The key was making a new field that indicates the transition or change in the field am I most interested in. This is probably too brittle for a general solution, but it does work when you are interested in a specific field changing.
MY_SEARCH
| streamstats global=f window=2 dc(field3) as marker
| transaction field1 field2 field3 endswith="marker=2"
| sort + _time
Brilliant. But I think this is better:
MY_SEARCH
| eval keyFields=field1 . "," . field2 . "," field3
| streamstats current=f last(keyFields) AS keyFieldsPrev
| eval newTransaction = if((keyFields != keyFieldsPrev), "TRUE", "FALSE")
| transaction keepevicted=true field1 field2 field3 startswith="newTransaction = TRUE"
| sort + _time
Yes, that should work too and matches closer with what I put in my final version.
One thing to note that is the very last grouping of events is dropped unless you mark the last event (chronologically) with newTransaction=TRUE
I knew that but figured losing 1 event at the edge wouldn't matter.
Unfortunately, you lose more than the tailing event. You lose the whole sequence of events that would make up the transaction for the last group. I get around this by manually marking the last occurring event as "newTransaction" (as you have it). Doing this seems to make everything work well.
If events are not close together, you will be very happy with the performance of the transaction
command over any substantial dataset. Try this instead (you may not need the reverse
command; I am not sure I get how you would like them sorted so try it both ways):
... | reverse | stats list(_raw) BY field1,field2,field3
I am sorry if I was unclear, but that does not keep things in sequence. That just groups all events in raw form for the combinations of field1, field2, and field3.

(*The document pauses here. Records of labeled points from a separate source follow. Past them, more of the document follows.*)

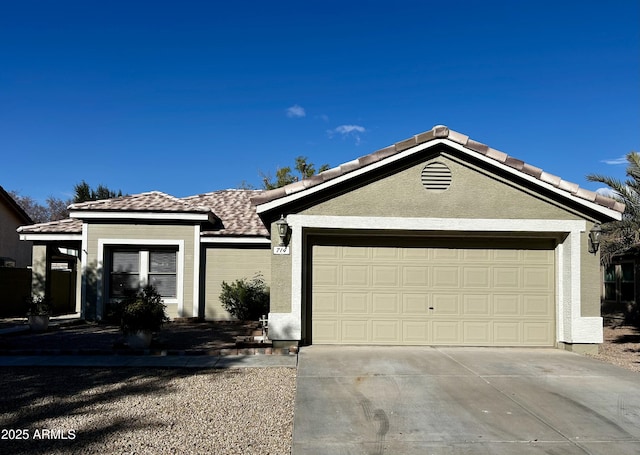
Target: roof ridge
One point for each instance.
(441, 132)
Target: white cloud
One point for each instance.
(615, 161)
(296, 111)
(348, 131)
(607, 192)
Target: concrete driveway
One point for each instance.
(425, 400)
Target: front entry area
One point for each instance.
(427, 291)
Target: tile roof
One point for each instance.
(238, 217)
(66, 226)
(235, 215)
(14, 206)
(153, 201)
(440, 132)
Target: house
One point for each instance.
(12, 251)
(435, 240)
(620, 288)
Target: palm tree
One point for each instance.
(619, 236)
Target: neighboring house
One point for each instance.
(619, 285)
(435, 240)
(11, 217)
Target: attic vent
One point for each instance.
(436, 177)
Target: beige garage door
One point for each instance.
(432, 296)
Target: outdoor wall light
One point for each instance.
(594, 238)
(283, 230)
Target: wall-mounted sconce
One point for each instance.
(283, 230)
(594, 238)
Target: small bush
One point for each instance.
(38, 306)
(246, 300)
(141, 311)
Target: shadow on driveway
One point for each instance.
(375, 400)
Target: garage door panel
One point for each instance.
(385, 276)
(326, 331)
(446, 332)
(326, 275)
(507, 255)
(535, 333)
(446, 304)
(477, 255)
(506, 277)
(540, 256)
(537, 278)
(355, 275)
(445, 254)
(385, 331)
(537, 305)
(385, 303)
(418, 295)
(355, 303)
(326, 303)
(445, 277)
(414, 254)
(415, 304)
(414, 275)
(385, 253)
(352, 252)
(476, 277)
(478, 333)
(506, 333)
(507, 305)
(355, 331)
(415, 332)
(476, 305)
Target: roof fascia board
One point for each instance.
(91, 215)
(398, 156)
(236, 240)
(591, 205)
(314, 189)
(50, 237)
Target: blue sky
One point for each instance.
(188, 97)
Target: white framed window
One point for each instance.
(130, 269)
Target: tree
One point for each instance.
(83, 193)
(284, 175)
(618, 236)
(54, 209)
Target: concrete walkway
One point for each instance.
(399, 400)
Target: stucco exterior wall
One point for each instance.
(590, 278)
(474, 193)
(10, 243)
(230, 263)
(281, 273)
(140, 235)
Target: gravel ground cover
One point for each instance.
(146, 411)
(190, 336)
(621, 347)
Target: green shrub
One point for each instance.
(141, 311)
(38, 305)
(246, 300)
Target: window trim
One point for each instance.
(143, 274)
(104, 245)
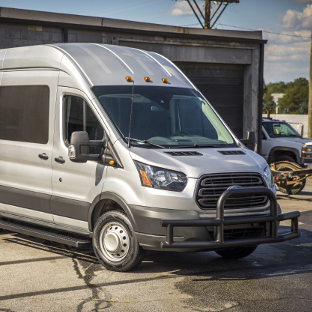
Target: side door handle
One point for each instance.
(43, 156)
(60, 160)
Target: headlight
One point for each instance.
(306, 151)
(161, 178)
(268, 177)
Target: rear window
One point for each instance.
(24, 113)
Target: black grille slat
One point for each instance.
(212, 186)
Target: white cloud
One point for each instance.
(297, 20)
(302, 1)
(287, 37)
(181, 8)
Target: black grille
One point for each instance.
(212, 186)
(243, 233)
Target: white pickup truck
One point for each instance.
(285, 150)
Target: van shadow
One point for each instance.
(291, 257)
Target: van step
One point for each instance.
(48, 235)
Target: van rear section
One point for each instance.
(115, 147)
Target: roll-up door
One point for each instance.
(223, 87)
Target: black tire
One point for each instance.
(291, 166)
(115, 244)
(236, 253)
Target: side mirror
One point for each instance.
(250, 141)
(79, 149)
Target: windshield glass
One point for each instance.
(280, 129)
(167, 116)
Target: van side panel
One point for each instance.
(26, 140)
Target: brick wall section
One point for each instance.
(15, 35)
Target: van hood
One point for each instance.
(209, 160)
(294, 139)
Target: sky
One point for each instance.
(286, 24)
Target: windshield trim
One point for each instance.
(185, 92)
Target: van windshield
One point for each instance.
(165, 116)
(280, 129)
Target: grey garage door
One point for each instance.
(223, 86)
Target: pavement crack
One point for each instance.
(100, 297)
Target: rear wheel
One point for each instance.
(236, 253)
(115, 244)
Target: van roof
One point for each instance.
(101, 64)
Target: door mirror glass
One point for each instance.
(80, 147)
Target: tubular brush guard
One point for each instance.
(219, 222)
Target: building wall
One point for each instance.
(185, 46)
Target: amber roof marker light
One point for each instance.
(128, 79)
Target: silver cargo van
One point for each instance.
(116, 146)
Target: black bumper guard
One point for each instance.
(219, 222)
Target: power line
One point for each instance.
(139, 6)
(270, 32)
(122, 6)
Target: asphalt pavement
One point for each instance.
(37, 275)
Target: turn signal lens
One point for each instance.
(145, 179)
(128, 79)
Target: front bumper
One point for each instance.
(271, 222)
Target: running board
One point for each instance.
(48, 235)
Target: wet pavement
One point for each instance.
(40, 276)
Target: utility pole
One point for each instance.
(310, 95)
(207, 14)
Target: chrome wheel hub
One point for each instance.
(114, 241)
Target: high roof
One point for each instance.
(105, 64)
(100, 64)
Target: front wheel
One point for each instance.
(236, 253)
(115, 244)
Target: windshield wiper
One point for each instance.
(144, 141)
(195, 146)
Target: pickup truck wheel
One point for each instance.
(289, 189)
(236, 253)
(115, 244)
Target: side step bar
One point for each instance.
(48, 235)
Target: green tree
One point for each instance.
(295, 100)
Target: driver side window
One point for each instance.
(78, 116)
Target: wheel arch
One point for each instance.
(107, 201)
(277, 151)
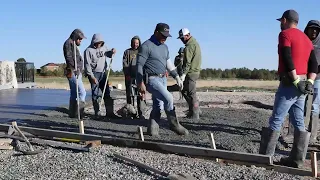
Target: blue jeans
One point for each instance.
(73, 90)
(288, 99)
(161, 97)
(97, 89)
(316, 98)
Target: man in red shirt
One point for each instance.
(297, 70)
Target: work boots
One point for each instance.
(153, 127)
(72, 108)
(109, 105)
(298, 151)
(174, 123)
(269, 139)
(313, 128)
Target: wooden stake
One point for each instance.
(140, 133)
(213, 144)
(314, 164)
(81, 127)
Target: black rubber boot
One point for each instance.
(72, 108)
(174, 123)
(269, 139)
(299, 150)
(313, 128)
(153, 127)
(109, 105)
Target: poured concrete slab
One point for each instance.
(19, 103)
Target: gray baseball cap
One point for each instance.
(291, 15)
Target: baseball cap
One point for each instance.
(183, 32)
(79, 33)
(290, 14)
(163, 28)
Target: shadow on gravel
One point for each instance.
(258, 104)
(217, 127)
(141, 170)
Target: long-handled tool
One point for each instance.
(105, 85)
(81, 126)
(167, 175)
(32, 151)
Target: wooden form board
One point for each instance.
(160, 147)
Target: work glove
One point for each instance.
(183, 77)
(309, 86)
(300, 85)
(179, 83)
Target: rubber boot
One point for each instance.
(81, 110)
(153, 127)
(174, 123)
(195, 113)
(299, 150)
(72, 108)
(269, 139)
(109, 105)
(96, 107)
(313, 128)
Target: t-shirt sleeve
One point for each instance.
(284, 40)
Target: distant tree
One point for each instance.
(21, 60)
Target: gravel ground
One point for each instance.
(236, 126)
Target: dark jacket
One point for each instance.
(129, 60)
(68, 51)
(315, 42)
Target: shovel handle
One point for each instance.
(141, 165)
(24, 137)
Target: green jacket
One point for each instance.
(192, 57)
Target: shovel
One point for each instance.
(32, 151)
(167, 175)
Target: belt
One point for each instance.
(156, 75)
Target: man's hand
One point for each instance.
(179, 82)
(300, 85)
(183, 77)
(142, 90)
(309, 86)
(113, 50)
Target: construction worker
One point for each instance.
(95, 67)
(73, 73)
(129, 69)
(152, 62)
(190, 71)
(297, 70)
(312, 31)
(178, 61)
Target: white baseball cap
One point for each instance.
(183, 32)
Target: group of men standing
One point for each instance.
(299, 71)
(145, 67)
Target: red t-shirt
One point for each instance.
(301, 47)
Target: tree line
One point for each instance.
(208, 73)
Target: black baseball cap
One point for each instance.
(291, 15)
(163, 28)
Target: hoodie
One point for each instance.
(95, 58)
(316, 41)
(68, 50)
(129, 60)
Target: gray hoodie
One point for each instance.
(95, 58)
(316, 41)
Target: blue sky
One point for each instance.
(231, 33)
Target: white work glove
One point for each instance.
(179, 82)
(183, 77)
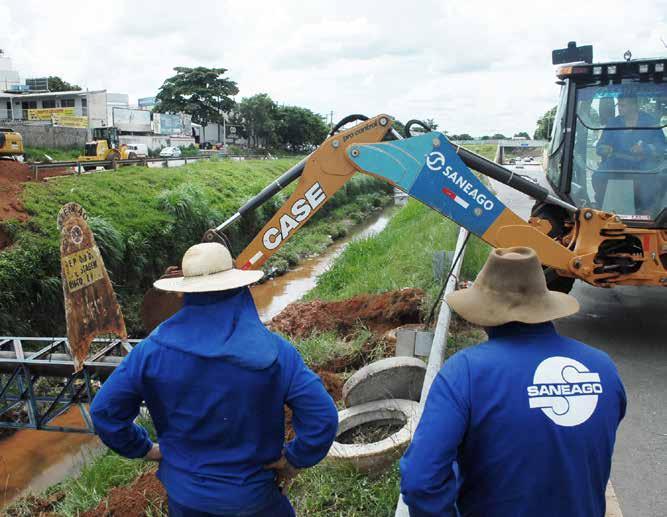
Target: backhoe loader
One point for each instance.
(602, 219)
(105, 146)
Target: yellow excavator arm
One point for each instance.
(432, 170)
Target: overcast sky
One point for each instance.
(478, 67)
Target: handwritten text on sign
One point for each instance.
(82, 269)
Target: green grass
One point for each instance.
(36, 154)
(144, 220)
(401, 255)
(329, 490)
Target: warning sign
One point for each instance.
(82, 268)
(91, 308)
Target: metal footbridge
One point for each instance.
(38, 383)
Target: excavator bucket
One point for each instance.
(91, 308)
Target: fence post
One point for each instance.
(439, 347)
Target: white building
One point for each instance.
(9, 78)
(96, 105)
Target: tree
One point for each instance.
(202, 92)
(299, 128)
(260, 115)
(56, 84)
(544, 125)
(462, 136)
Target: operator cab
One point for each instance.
(609, 140)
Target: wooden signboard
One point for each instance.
(91, 308)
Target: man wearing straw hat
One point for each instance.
(215, 381)
(523, 424)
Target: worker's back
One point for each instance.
(538, 417)
(215, 382)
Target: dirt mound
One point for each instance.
(378, 312)
(144, 494)
(12, 176)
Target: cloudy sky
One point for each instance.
(474, 66)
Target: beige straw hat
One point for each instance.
(511, 287)
(208, 267)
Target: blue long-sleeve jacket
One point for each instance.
(529, 418)
(215, 382)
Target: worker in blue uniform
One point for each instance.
(215, 382)
(524, 424)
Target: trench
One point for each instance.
(31, 461)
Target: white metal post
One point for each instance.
(439, 348)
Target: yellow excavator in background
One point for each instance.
(11, 144)
(105, 146)
(600, 218)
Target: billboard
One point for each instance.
(69, 121)
(147, 102)
(172, 124)
(47, 113)
(126, 119)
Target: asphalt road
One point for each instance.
(630, 324)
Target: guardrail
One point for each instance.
(79, 166)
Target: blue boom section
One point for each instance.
(427, 168)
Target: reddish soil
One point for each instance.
(378, 312)
(145, 493)
(12, 176)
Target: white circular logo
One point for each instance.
(435, 161)
(565, 390)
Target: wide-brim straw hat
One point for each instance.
(208, 267)
(511, 287)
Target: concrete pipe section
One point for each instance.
(376, 456)
(391, 378)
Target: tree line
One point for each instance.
(207, 95)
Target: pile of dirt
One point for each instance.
(12, 176)
(145, 494)
(377, 312)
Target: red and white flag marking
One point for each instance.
(253, 260)
(458, 200)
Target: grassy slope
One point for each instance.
(389, 260)
(400, 256)
(36, 154)
(144, 219)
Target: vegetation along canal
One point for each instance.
(35, 460)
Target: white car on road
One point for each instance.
(170, 152)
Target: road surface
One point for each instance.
(630, 324)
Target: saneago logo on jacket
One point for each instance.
(565, 390)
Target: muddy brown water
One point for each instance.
(31, 461)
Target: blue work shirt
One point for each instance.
(529, 417)
(215, 381)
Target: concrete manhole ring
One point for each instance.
(390, 378)
(370, 457)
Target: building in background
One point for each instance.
(9, 78)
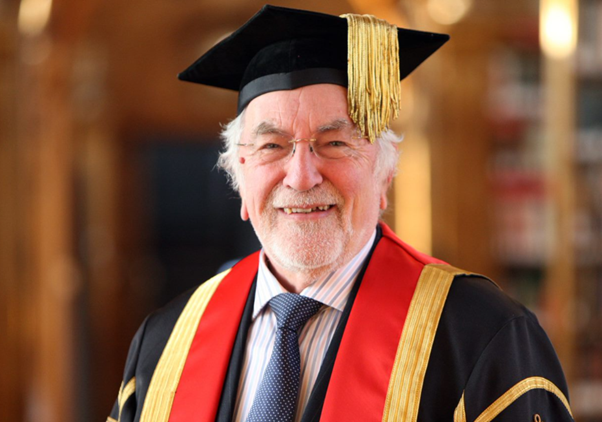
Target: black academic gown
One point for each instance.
(489, 353)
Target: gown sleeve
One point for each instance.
(517, 377)
(124, 409)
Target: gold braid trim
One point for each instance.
(165, 380)
(414, 350)
(125, 393)
(517, 391)
(373, 71)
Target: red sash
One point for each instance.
(360, 378)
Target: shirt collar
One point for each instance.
(332, 289)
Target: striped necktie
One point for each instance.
(276, 398)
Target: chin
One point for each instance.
(308, 247)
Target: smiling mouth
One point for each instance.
(306, 210)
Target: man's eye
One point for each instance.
(271, 146)
(336, 144)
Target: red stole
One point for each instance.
(360, 378)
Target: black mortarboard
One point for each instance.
(282, 49)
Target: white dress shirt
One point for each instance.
(333, 291)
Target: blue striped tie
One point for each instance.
(276, 398)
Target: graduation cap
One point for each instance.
(283, 49)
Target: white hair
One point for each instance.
(386, 163)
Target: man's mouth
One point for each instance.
(306, 210)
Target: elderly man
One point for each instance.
(335, 319)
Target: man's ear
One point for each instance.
(383, 193)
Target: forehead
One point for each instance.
(302, 109)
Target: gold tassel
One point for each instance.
(373, 91)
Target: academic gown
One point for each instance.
(418, 341)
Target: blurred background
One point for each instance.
(110, 204)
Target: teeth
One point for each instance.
(306, 210)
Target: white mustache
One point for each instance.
(324, 194)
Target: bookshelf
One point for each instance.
(545, 117)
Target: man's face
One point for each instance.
(310, 214)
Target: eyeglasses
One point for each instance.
(330, 145)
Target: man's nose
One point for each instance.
(302, 172)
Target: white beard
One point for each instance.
(305, 246)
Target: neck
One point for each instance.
(295, 281)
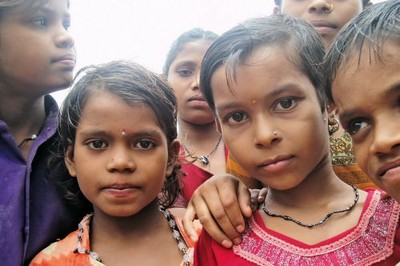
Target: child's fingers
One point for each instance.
(187, 221)
(262, 195)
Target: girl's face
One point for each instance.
(184, 78)
(120, 155)
(327, 23)
(270, 93)
(37, 53)
(367, 95)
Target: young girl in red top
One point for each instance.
(203, 152)
(265, 81)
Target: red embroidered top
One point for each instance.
(375, 240)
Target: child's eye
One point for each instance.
(144, 144)
(236, 117)
(286, 103)
(355, 126)
(67, 24)
(96, 144)
(185, 72)
(41, 22)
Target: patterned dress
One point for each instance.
(74, 249)
(375, 240)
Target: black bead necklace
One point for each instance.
(203, 158)
(323, 220)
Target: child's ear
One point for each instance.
(172, 156)
(277, 10)
(218, 126)
(69, 160)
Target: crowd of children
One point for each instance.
(114, 152)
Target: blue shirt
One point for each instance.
(33, 213)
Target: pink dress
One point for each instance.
(375, 240)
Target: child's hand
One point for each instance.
(257, 196)
(220, 204)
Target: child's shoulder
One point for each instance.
(178, 214)
(72, 248)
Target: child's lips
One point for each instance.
(277, 164)
(68, 60)
(323, 27)
(390, 170)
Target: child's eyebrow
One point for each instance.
(103, 133)
(390, 93)
(285, 88)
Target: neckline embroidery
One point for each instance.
(261, 247)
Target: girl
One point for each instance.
(265, 82)
(202, 149)
(118, 137)
(367, 92)
(37, 57)
(327, 18)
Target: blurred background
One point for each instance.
(143, 30)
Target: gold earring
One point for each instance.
(333, 125)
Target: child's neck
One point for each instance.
(119, 241)
(194, 133)
(315, 188)
(24, 117)
(104, 226)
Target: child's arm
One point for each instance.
(220, 204)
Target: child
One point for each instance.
(265, 81)
(363, 66)
(327, 17)
(118, 135)
(37, 57)
(202, 150)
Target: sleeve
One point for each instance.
(204, 253)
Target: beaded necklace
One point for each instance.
(323, 220)
(172, 224)
(203, 158)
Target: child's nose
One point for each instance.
(321, 6)
(64, 39)
(265, 134)
(121, 160)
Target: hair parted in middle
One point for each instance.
(133, 84)
(193, 35)
(303, 46)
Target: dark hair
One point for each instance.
(6, 5)
(364, 2)
(132, 83)
(303, 45)
(192, 35)
(371, 29)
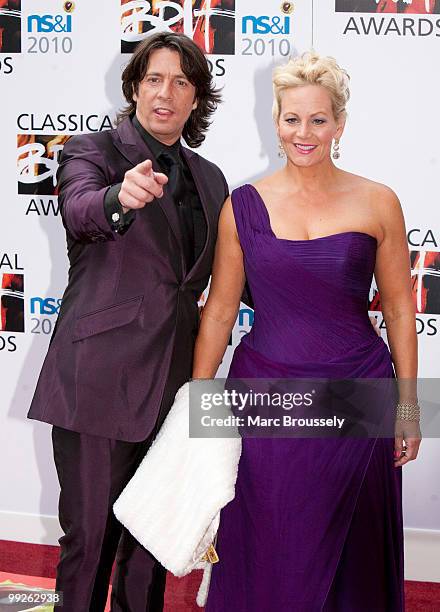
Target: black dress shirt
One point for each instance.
(191, 204)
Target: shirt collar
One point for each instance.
(153, 144)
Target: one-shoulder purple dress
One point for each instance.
(316, 524)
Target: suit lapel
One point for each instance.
(135, 150)
(204, 194)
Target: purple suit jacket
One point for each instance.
(124, 339)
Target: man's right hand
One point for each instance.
(140, 186)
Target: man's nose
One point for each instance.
(165, 91)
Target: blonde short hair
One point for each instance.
(312, 69)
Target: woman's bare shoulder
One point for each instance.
(377, 191)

I need the groupings to be like buckets where a bucket is made up of all events for the unique combination of field1, field2, and field3 and those events happened in succession. So Group all events for unique combination of field1, field2, and field3, but you stop the current group whenever a new event is encountered and one of the fields changes. You will see in my example that the transaction groups 1 and 4 have the same values for field1, field2, and field3, but they are in distinct groups because events at Time 3 and Time 4 happened in between them when looking at chronological order.